Lilikoi Bars
12 ingredients
7 steps
Ingredients
- CRUST
- 1/2 lb unsalted butter (room temperature)
- 1/2 cup granulated sugar
- 2 cups flour
- 1/4 teaspoon kosher salt
- FILLING
- 6 large eggs (room temperature)
- 3 cups granulated sugar
- 1 tablespoon grated lemon zest (2-3 lemons)

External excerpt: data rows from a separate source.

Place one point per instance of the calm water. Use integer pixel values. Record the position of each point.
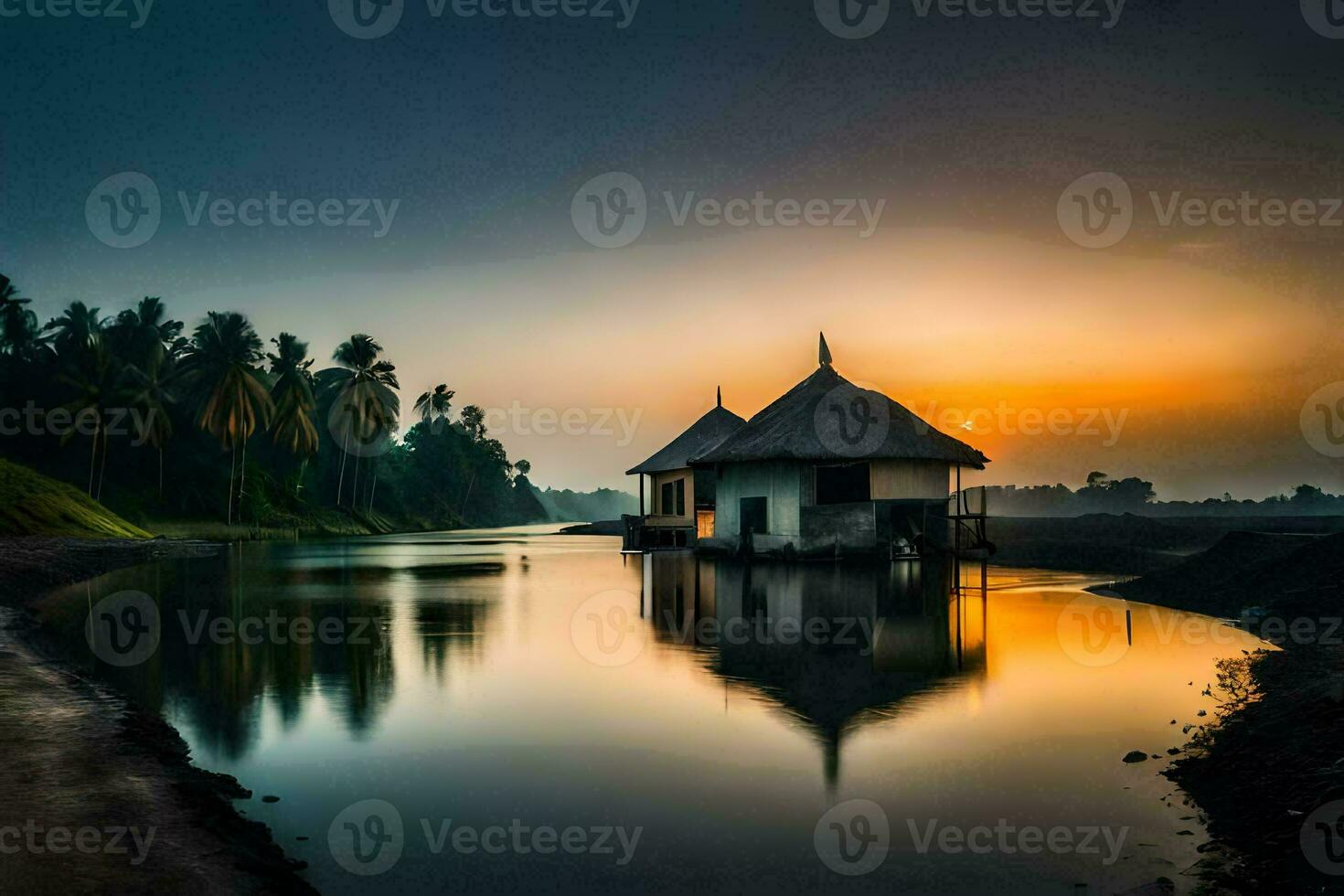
(496, 676)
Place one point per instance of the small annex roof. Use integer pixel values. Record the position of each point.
(711, 429)
(828, 418)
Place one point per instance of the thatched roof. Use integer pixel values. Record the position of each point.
(828, 418)
(703, 434)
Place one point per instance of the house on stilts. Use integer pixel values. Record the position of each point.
(680, 501)
(828, 469)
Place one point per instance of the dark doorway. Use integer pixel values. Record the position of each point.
(843, 484)
(752, 516)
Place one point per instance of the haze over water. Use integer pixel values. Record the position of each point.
(481, 698)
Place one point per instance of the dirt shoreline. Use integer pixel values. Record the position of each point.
(1275, 759)
(101, 795)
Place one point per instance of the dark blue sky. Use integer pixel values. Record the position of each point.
(483, 129)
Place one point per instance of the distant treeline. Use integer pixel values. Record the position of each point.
(160, 423)
(1104, 495)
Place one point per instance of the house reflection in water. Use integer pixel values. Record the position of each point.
(832, 645)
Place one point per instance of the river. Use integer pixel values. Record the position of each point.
(520, 710)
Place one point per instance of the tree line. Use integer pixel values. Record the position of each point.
(214, 423)
(1132, 495)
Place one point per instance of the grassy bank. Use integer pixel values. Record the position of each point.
(80, 756)
(35, 506)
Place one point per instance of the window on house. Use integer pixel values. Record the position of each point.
(672, 498)
(843, 484)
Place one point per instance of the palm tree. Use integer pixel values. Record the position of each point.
(148, 391)
(144, 336)
(363, 391)
(78, 329)
(434, 406)
(293, 426)
(220, 379)
(20, 336)
(86, 367)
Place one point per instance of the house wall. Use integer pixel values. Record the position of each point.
(901, 480)
(657, 515)
(780, 483)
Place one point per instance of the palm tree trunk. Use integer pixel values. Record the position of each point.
(93, 452)
(469, 484)
(345, 453)
(231, 449)
(242, 478)
(102, 465)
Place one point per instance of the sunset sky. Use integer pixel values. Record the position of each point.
(1200, 341)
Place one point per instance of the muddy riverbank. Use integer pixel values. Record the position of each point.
(100, 795)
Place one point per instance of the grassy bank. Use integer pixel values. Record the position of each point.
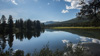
(74, 27)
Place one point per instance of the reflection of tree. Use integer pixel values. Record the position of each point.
(28, 34)
(10, 41)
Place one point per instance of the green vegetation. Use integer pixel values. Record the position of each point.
(18, 25)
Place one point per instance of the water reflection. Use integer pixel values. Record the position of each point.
(57, 38)
(9, 38)
(28, 34)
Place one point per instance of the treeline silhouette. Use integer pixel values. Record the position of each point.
(20, 29)
(10, 26)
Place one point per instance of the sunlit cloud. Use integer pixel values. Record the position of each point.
(74, 4)
(14, 2)
(35, 0)
(64, 11)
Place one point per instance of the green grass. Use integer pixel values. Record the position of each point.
(75, 28)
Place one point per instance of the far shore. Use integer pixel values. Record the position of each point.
(74, 27)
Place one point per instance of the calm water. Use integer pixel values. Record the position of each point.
(55, 38)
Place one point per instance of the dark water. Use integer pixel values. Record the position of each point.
(56, 39)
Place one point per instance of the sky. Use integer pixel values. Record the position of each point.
(43, 10)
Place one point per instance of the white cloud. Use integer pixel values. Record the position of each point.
(35, 0)
(14, 2)
(48, 3)
(64, 11)
(74, 4)
(8, 12)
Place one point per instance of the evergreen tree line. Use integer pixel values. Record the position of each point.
(9, 25)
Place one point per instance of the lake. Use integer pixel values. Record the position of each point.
(56, 39)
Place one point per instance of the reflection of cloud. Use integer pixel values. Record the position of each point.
(65, 41)
(95, 41)
(86, 40)
(13, 1)
(83, 39)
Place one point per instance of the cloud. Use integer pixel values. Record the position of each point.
(8, 12)
(74, 4)
(13, 1)
(48, 3)
(35, 0)
(64, 11)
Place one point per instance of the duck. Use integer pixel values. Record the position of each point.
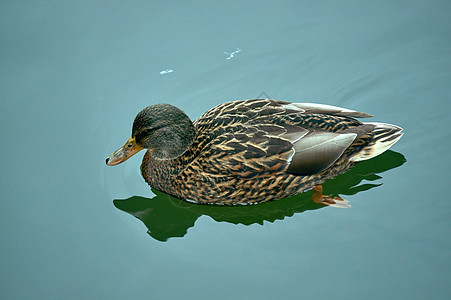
(251, 151)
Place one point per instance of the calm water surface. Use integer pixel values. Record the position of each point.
(74, 75)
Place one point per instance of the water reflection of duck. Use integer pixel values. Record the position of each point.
(246, 152)
(167, 217)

- 1 cup lilikoi juice (freshly squeezed or frozen)
- 1 cup flour
- powdered sugar, for dusting
Directions
-
1Preheat oven to 350 degrees.
-
2Using an electric mixer, cream butter and sugar until light and fluffy.
-
3Combine flour and salt. Using the mixer set to low, add to butter until just mixed.
-
4Dump dough onto a well-floured board and gather into a ball. Flatten the dough into a 9 x 13 inch baking sheet with your hands. Chill for 30 minutes. Bake 15-20 minutes, until lightly browned. Cool.
-
5FOR FILLING, whisk together eggs, sugar, zest, lilikoi juice and flour. Pour over the cooled crust and bake 25 to 30 minutes until the filling is set. Cool to room temperature. Cut into squares or triangles and dust with powdered sugar.
-
6OPTIONAL GLAZE: 1/4 c water, 1/2 c granulated sugar, 1/4 c lilikoi fruit juice (about 6 lilikoi), and Juice of 1/4 lemon. Boil the water and sugar in a saucepan over medium heat for 5 minutes. Add passion fruit and lemon juice and boil for a further 3 minutes. It will boil rapidly and looks like it expanded. Remove from heat and allow to cool. It will turn into a thick and sugary passion fruit syrup. Allow to cool and drizzle over lilikoi bars.
-
7IF YOU WANT TO MAKE IT INTO CUPCAKES: Use cupcake liners in cupcake pan. Fill each 1/2-3/4 full with batter. Bake the cupcakes at the same temperature called for in the cake recipe, but reduce the baking time by one-third to one-half (cupcakes usually bake for 15-20 minutes). Check for doneness with a wooden toothpick. It should come out clean. Let cupcakes cool in the pan for 5-10 minutes, then remove and cool completely on a wire rack.